Is this something bigger than the standard media crutch of reporting "OUTRAGE on the Internet!"?

Probably not. But, trends do develop on social media, and they don't need to be part of an orchestrated campaign.

As far as media failings go, heaving a guy write an article about the movie who had only seen the trailer is a pretty big one, but as deck points out, the New Republic barely qualifies as professional media at this point.
 
You can always count on Vox:

Every movie rewrites history. What American Sniper did is much, much worse.

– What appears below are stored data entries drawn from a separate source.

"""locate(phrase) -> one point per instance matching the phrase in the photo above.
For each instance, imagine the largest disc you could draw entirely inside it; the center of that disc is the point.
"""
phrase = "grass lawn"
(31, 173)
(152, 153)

Every movie rewrites history. What American Sniper did is much, much worse. - Vox

Definite character assassination here:

In real life, Chris Kyle argued that America owed its troops support because those troops did not get to choose the wars they fought, or the strategy they followed: they wrote the government a blank check for their lives and waited to see if it would get cashed. There's a very interesting movie to be made about that idea, and about what it means to be heroic during a misguided war. American Sniper isn't it.
 
What kind of review does a critic have to give the movie in order to avoid character assassination? Are only four-star reviews good enough to properly honor the memory of Chris Kyle? What about a three-star review? What if a critic gives it a three-star review, but explicitly only because Chris Kyle didn't blow away nearly enough ragheads?
 
You liberals really love to use those slurs. You and Cranberry are becoming more like Starman. How does that make you feel?
 
Added to the list, though:

  • Vox.com movie critic who wrote a lengthy deconstruction of the movie's moral message in which he noted that, in his opinon, the thoughts that Chris Kyle had articulated about what the government's debt to its soliders should be wasn't represented.
 
Can we please put to rest the forking idea that there is some widespread liberal Hollywood smear campaign going on against the memory of Chris Kyle?
 
Why in 2015 are we still (morally?) outraged by acts within war?

It's called the "fog of war" for a reason.

Way too many writerlies writering about it as if they think it makes a difference.
 
Why in 2015 are we still (morally?) outraged by acts within war?

It's called the "fog of war" for a reason.

Way too many writerlies writering about it as if they think it makes a difference.
Why in 2015 are we still (morally?) outraged by acts within war?

It's called the "fog of war" for a reason.

Way too many writerlies writering about it as if they think it makes a difference.

What is your alternative proposition?

Anything goes?
 
No, we can be more understanding war practicioners. We just have to get in touch with our true feelings and realize that our enemies are people, too.
 
It's war, deck.

Maybe we can decide wars with thumb wrestling and then all will be well and no one wakes up dead.